Cada noche, cuando tenía la amabilidad de llegar, Alonso llegaba y esperaba ver su cena servida, así que, sin la esperanza de que él le agradeciera siquiera el cocinarle, ella servía noche a noche la cena. Ella dejó de comer lo que le preparaba, era una manera de romper todo lazo que pudiera quedar entre ellos.
Esa mañana parecía ser como todas las anteriores, desde que se habían distanciado. Ella despertó mucho antes que él y se encaminó hasta la cocina para recalentar la cena de la noche anterior que no fue tocada. El desánimo matutino, al menos mientras él seguía en casa, la orillo a tomar con seriedad cada una de las vueltas que daba el plato metido en el horno de microondas. Mientras se concentraba en el plato, no escuchó que Alonso le llamaba desde el cuarto. Quizá sí logró oír algo, pero le habría parecido tan raro que él la llamara, que mentalmente prefirió hacer caso omiso.
El reclamo fue exagerado, pero no tanto como la reacción que tuvo Regina.
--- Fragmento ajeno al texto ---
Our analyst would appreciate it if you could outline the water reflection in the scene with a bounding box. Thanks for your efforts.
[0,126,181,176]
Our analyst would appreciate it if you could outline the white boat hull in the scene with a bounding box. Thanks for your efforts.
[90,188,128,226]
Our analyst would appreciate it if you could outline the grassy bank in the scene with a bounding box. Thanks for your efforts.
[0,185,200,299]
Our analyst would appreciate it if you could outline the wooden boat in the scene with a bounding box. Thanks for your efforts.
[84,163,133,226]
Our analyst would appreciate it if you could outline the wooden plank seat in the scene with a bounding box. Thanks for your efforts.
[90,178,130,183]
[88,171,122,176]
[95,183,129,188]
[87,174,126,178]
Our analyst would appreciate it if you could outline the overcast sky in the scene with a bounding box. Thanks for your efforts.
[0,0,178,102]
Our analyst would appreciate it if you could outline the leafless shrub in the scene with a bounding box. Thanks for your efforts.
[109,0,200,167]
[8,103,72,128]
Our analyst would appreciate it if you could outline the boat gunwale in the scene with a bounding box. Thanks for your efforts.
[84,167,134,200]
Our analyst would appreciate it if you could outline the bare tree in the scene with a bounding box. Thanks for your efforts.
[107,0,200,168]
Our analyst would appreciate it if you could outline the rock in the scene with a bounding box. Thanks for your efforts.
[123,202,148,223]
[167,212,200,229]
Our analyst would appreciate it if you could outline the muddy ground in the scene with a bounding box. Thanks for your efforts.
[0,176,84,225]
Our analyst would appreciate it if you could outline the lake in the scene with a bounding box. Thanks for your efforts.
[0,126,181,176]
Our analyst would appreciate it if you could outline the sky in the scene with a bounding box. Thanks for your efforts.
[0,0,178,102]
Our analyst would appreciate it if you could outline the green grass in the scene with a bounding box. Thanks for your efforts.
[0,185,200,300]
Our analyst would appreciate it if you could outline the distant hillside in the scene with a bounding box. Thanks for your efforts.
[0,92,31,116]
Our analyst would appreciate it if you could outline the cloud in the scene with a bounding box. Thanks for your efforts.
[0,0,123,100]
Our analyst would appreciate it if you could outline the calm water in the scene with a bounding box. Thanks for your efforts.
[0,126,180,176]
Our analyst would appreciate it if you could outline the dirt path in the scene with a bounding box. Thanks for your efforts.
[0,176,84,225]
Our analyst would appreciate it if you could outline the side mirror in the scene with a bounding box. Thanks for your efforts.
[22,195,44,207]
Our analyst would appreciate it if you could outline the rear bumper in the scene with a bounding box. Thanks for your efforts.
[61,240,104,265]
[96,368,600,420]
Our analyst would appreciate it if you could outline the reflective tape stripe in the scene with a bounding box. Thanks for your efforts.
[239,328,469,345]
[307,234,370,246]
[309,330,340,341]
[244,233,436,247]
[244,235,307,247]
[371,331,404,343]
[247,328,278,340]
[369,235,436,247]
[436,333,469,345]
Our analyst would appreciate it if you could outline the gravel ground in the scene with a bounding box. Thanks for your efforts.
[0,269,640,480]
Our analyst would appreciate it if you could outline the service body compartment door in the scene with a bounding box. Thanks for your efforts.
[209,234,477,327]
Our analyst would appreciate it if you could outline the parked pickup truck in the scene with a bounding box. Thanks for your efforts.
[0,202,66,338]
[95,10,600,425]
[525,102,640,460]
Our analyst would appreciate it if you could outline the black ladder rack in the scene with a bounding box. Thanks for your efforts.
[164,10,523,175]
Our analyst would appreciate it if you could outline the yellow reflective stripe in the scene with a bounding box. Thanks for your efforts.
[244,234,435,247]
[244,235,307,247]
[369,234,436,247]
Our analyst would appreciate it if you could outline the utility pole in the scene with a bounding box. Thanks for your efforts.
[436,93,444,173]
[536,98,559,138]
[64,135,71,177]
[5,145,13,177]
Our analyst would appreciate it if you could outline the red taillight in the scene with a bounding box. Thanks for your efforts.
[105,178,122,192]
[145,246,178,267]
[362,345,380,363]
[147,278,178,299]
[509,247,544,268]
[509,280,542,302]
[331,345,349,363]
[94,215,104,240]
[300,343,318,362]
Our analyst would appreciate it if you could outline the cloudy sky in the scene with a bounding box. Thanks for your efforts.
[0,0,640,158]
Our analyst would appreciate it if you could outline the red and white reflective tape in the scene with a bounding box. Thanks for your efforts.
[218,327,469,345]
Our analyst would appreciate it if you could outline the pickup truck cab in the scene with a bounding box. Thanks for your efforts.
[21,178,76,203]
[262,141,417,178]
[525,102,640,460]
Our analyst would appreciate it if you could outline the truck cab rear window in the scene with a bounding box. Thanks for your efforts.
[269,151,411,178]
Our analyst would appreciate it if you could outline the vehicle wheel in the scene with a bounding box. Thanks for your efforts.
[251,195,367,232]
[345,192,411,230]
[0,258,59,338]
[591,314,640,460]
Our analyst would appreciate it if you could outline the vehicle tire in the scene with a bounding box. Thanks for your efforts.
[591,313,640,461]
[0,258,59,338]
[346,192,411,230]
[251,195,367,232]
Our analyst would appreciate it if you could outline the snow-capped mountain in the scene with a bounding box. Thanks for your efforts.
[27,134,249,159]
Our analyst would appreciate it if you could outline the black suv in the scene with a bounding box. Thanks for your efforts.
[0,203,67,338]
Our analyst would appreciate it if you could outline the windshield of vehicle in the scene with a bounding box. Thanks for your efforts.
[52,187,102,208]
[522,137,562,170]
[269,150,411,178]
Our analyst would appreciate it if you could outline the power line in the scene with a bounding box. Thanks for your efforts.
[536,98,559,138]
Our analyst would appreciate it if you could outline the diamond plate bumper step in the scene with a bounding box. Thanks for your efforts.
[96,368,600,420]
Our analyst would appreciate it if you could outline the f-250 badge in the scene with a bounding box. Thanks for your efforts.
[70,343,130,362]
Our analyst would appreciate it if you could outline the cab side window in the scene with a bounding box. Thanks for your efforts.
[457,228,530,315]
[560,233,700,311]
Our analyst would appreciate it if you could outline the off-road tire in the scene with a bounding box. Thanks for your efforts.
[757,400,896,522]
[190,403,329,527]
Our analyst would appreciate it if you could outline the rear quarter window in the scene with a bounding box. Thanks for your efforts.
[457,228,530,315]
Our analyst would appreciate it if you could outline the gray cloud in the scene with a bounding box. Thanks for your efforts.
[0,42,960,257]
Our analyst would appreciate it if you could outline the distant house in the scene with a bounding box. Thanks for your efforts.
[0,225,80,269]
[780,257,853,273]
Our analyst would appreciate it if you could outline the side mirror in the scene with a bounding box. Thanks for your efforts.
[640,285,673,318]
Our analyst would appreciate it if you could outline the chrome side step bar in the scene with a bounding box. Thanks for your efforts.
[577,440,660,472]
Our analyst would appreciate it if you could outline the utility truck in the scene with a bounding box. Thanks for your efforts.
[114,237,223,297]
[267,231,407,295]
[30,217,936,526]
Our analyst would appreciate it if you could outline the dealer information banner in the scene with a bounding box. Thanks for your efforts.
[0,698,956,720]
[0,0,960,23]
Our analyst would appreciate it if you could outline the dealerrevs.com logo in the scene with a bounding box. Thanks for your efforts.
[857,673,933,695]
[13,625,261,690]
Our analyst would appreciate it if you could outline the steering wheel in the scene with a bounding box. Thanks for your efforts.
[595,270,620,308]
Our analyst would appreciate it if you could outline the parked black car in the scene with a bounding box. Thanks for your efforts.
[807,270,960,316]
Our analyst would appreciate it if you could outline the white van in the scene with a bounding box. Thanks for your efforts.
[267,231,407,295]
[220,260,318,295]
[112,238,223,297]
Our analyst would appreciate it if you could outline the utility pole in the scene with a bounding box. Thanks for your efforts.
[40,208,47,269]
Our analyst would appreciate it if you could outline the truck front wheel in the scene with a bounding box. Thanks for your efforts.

Él estaba molesto al ver que ninguna de sus camisas estaba planchada. Hacía un mes que Regina se quejó del excesivo trabajo de casa, y Alonso para evitar enfrascarse en una discusión sin sentido, accedió a contratar a una persona que ayudara en las labores de la casa.
— ¿Cómo es posible que ni siquiera tengas listas mis camisas? — reclamó Alonso con una mirada de decepción.
— No lo sé. Doña Rosa debió haberlo olvidado.
— Pero, ¿acaso es mucho pedir que tu lo hagas si ves que no lo hizo? — el tono subía de tono.
— ¡Criada no soy!
Una pequeñez, desencadenó un gran problema que a cada minuto que pasaba, crecía exponencialmente. Nunca antes habían discutido, aún cuando cada quién tenía sus propios motivos para hacerlo. En esta ocasión, todo cambió. Y así sería desde ese momento en adelante.